Jemmy laughed and sipped his tea. "No, no, it really did all that. It was ahead of its time, you know? My Mum did all the technical stuff before she died, but it was my idea, basically. I saw that 1980s show about computer generated holograms. What was it called? You know… Automan. Anyway, I thought, maybe a computer could make holograms that weren't, like, smug shitheads. You know? It could project the 3D images over real people. I used it all the time in my act. Made the whole band look like male models. I tell you, the girls with the backstage passes were all super disappointed."
And he laughed, as if the best thing that could happen to a young man was to meet women who were disappointed in his appearance.
Alfred looked around. No one was listening, so he leaned in and told Jemmy his plan; the clever plan he'd come up with to infiltrate Stavros' cabal without worrying about his nerve breaking. Jemmy listened carefully and nodded.
"Maybe," Jemmy said. "You'd need someone about your size who's good at bullshitting."
"I'll worry about that. Do you think it would work?"
"Man," Jemmy said, "it will be outrageous."
He looked at Alfred, expectantly.
And Alfred, feeling that he was being called on to say something said. "Oh, good-o."
He hoped… he really hoped that Jemmy would now say something. Something like, 'see you later,' preferably. Instead he just stood there, expectantly.

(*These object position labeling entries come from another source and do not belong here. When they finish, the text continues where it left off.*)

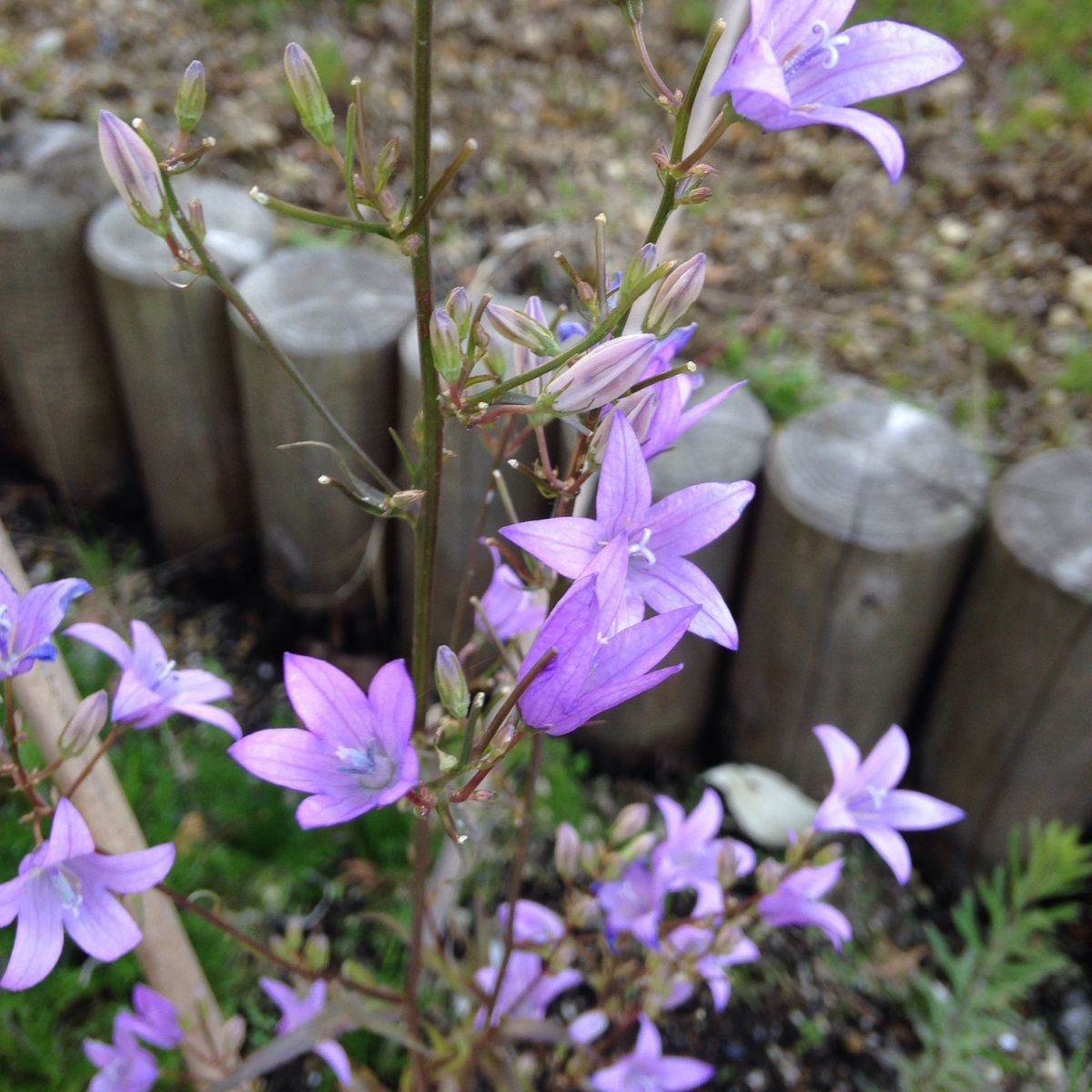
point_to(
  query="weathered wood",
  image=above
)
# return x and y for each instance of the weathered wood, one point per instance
(48, 697)
(173, 355)
(1008, 734)
(729, 446)
(52, 349)
(467, 486)
(338, 312)
(863, 527)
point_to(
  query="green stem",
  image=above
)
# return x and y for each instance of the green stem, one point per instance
(228, 289)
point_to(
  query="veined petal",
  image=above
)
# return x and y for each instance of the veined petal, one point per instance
(625, 490)
(880, 59)
(567, 545)
(288, 757)
(126, 873)
(909, 811)
(38, 936)
(101, 925)
(691, 518)
(328, 702)
(677, 582)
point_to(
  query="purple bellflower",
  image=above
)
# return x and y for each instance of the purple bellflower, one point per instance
(353, 753)
(65, 885)
(648, 1069)
(796, 902)
(509, 606)
(865, 802)
(599, 664)
(693, 943)
(151, 688)
(296, 1010)
(795, 66)
(27, 622)
(659, 536)
(528, 989)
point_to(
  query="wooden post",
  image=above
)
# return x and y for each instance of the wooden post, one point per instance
(868, 509)
(48, 697)
(1008, 734)
(729, 446)
(467, 486)
(172, 349)
(338, 312)
(52, 348)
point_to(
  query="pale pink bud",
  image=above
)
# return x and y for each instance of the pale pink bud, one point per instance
(134, 170)
(602, 375)
(676, 294)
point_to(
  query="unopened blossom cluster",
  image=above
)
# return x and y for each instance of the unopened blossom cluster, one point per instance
(582, 612)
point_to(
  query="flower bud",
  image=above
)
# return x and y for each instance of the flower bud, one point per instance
(602, 375)
(567, 851)
(134, 170)
(458, 305)
(675, 296)
(307, 94)
(189, 102)
(522, 329)
(451, 682)
(632, 820)
(447, 352)
(86, 724)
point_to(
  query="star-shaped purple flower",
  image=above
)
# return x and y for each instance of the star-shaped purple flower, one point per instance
(27, 622)
(151, 688)
(296, 1010)
(865, 802)
(600, 662)
(65, 885)
(353, 753)
(795, 66)
(648, 1069)
(796, 902)
(659, 536)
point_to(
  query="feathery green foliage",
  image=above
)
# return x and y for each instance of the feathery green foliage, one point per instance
(1006, 923)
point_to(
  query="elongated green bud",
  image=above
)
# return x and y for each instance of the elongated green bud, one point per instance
(451, 682)
(189, 102)
(307, 94)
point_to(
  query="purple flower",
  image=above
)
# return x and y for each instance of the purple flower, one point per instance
(296, 1010)
(528, 988)
(156, 1020)
(864, 800)
(509, 606)
(691, 943)
(648, 1070)
(353, 753)
(124, 1065)
(600, 661)
(27, 622)
(793, 68)
(151, 688)
(796, 902)
(632, 904)
(659, 536)
(65, 885)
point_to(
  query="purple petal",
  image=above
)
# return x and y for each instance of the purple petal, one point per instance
(905, 809)
(101, 925)
(692, 518)
(68, 836)
(328, 702)
(567, 544)
(38, 936)
(126, 873)
(625, 490)
(677, 582)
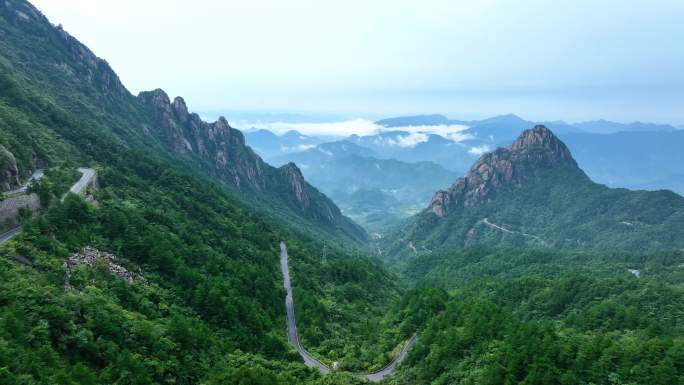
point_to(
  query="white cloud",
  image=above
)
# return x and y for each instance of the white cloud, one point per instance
(479, 150)
(345, 128)
(410, 140)
(301, 147)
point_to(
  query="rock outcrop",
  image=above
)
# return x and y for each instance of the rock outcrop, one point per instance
(536, 151)
(93, 257)
(222, 148)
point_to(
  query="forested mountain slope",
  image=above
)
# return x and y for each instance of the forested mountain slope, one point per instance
(205, 304)
(533, 193)
(52, 77)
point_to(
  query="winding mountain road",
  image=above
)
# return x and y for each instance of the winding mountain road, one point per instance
(309, 360)
(87, 175)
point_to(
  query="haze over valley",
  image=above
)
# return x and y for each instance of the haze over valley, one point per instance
(262, 193)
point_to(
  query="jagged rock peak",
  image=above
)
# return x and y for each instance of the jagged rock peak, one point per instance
(536, 151)
(297, 183)
(541, 138)
(181, 109)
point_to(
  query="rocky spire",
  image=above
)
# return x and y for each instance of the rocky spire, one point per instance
(537, 151)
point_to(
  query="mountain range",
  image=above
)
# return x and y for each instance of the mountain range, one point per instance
(534, 193)
(39, 58)
(185, 258)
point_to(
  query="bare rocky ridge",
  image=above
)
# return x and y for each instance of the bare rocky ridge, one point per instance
(9, 173)
(92, 257)
(535, 150)
(223, 150)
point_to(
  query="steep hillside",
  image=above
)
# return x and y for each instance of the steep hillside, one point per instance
(48, 78)
(533, 193)
(183, 286)
(222, 152)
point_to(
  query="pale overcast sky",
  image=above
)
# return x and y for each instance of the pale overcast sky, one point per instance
(573, 60)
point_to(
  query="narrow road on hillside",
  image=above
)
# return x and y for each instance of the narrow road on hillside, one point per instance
(505, 230)
(309, 360)
(35, 176)
(87, 175)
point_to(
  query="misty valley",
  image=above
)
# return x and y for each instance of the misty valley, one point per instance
(147, 239)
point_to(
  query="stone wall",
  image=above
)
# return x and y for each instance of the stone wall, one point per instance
(9, 208)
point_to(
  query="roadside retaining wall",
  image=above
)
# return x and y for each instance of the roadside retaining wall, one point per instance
(9, 208)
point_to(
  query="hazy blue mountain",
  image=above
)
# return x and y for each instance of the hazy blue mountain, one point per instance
(417, 147)
(534, 193)
(417, 120)
(323, 153)
(608, 127)
(374, 191)
(505, 128)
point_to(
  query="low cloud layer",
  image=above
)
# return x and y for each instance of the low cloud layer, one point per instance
(364, 127)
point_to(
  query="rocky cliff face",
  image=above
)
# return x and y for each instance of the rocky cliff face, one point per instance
(80, 63)
(536, 151)
(9, 173)
(222, 148)
(217, 144)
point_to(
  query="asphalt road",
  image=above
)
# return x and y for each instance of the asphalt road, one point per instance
(292, 335)
(35, 176)
(87, 175)
(309, 360)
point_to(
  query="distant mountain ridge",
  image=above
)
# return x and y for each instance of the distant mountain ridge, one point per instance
(370, 188)
(533, 193)
(38, 58)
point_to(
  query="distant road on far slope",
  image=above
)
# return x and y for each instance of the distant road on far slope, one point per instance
(87, 175)
(309, 360)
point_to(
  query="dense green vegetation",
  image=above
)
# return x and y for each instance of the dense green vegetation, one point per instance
(206, 305)
(548, 317)
(211, 287)
(209, 305)
(560, 208)
(343, 307)
(54, 184)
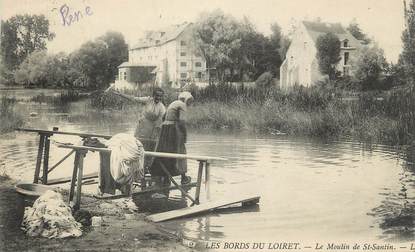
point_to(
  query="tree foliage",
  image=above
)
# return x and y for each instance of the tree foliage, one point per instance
(370, 65)
(328, 54)
(21, 35)
(355, 30)
(42, 69)
(95, 63)
(234, 48)
(407, 57)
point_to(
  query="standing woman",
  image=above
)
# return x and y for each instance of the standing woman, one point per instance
(172, 139)
(149, 125)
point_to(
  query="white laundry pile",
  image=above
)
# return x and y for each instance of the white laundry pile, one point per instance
(50, 217)
(127, 159)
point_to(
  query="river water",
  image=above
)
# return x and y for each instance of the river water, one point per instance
(310, 190)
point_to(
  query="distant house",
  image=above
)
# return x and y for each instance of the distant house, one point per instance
(163, 57)
(301, 67)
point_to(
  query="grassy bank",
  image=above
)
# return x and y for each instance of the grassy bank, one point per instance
(386, 117)
(378, 116)
(9, 118)
(63, 97)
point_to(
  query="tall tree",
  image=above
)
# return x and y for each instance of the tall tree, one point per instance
(218, 37)
(22, 35)
(95, 63)
(407, 57)
(117, 52)
(370, 64)
(355, 30)
(328, 54)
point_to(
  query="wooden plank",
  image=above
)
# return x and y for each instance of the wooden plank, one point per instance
(52, 132)
(199, 182)
(176, 184)
(68, 179)
(183, 156)
(80, 147)
(73, 178)
(148, 153)
(61, 161)
(46, 161)
(204, 207)
(79, 182)
(39, 158)
(143, 191)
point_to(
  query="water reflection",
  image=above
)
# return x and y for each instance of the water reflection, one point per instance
(396, 212)
(309, 189)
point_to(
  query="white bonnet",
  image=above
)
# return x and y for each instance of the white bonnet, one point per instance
(185, 96)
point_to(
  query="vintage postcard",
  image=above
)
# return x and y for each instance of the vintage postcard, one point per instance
(190, 125)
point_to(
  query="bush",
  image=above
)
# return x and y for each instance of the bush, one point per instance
(265, 80)
(9, 119)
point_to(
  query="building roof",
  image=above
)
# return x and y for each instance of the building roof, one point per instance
(129, 64)
(162, 36)
(315, 29)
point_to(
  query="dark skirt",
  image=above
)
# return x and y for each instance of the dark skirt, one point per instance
(172, 140)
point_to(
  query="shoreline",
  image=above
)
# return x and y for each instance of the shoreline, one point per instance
(117, 232)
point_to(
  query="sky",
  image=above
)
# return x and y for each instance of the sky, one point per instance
(382, 20)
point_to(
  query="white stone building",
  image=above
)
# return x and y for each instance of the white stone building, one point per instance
(166, 57)
(300, 66)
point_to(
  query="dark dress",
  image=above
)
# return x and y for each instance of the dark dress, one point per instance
(172, 140)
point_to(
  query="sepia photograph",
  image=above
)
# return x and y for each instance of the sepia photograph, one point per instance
(216, 125)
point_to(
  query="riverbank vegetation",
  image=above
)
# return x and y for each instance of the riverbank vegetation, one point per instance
(65, 96)
(9, 118)
(385, 117)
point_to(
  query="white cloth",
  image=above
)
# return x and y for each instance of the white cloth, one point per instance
(50, 217)
(127, 158)
(185, 96)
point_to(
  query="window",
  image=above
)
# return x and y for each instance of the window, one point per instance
(346, 58)
(345, 71)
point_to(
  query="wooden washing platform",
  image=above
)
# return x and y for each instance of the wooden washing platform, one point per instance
(204, 207)
(80, 152)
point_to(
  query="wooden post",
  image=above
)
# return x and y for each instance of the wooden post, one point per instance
(74, 172)
(207, 180)
(39, 158)
(79, 180)
(199, 182)
(176, 184)
(46, 161)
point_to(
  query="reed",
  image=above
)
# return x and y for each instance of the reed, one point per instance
(63, 97)
(9, 118)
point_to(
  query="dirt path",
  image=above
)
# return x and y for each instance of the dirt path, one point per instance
(119, 232)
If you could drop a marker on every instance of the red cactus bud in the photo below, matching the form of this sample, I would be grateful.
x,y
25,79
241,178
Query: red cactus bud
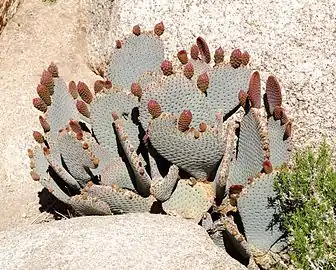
x,y
267,167
154,108
35,176
83,108
85,145
115,116
159,29
184,120
219,55
53,69
235,189
188,70
79,136
98,86
73,89
40,104
273,93
84,92
30,153
288,131
278,112
95,161
245,58
284,119
46,150
242,96
136,90
254,91
38,137
235,58
203,82
202,127
75,126
47,80
44,94
108,84
183,57
197,134
45,125
194,52
167,67
136,30
118,44
204,49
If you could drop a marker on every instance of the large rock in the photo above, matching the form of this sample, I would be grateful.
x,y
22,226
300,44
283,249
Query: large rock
x,y
132,241
7,10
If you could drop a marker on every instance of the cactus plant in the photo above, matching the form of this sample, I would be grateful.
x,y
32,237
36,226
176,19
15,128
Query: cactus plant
x,y
190,141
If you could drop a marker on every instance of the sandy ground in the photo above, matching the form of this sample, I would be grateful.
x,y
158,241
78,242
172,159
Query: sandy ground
x,y
295,40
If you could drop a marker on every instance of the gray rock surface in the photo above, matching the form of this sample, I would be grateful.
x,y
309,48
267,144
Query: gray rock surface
x,y
132,241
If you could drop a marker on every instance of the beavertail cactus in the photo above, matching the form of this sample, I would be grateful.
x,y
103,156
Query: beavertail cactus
x,y
190,141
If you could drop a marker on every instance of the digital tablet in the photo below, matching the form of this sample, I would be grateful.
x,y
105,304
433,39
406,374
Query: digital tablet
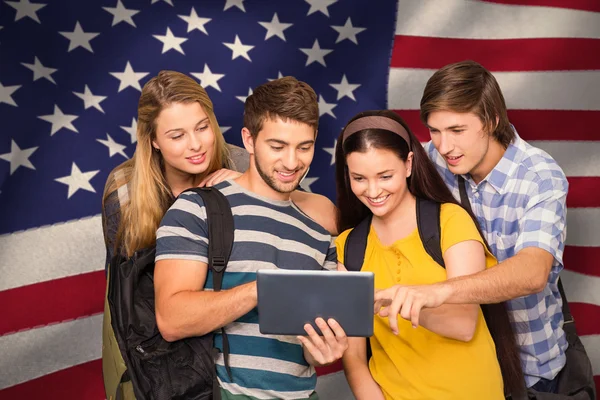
x,y
288,299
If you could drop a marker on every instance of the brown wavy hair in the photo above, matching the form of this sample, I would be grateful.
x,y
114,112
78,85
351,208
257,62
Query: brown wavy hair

"So your Mum was a bit of a computer whizz, was she?" Alfred asked.
"Yeah. Runs in the family. My sister's working on an AI to improve the workflow at the processing centre. Should be big when it goes online, I guess. I don't know much about that side of things. She's even building this promotional andr--"
"That's fascinating," Alfred said quickly. Jemmy's anecdotes about his family were even duller than his stories of playing Gold Coast RSLs in the early 90s. "Seems to me that she could do better in a tech business than food processing."
"You got to do what you love," Jemmy said, as he sipped his tea and stared into space.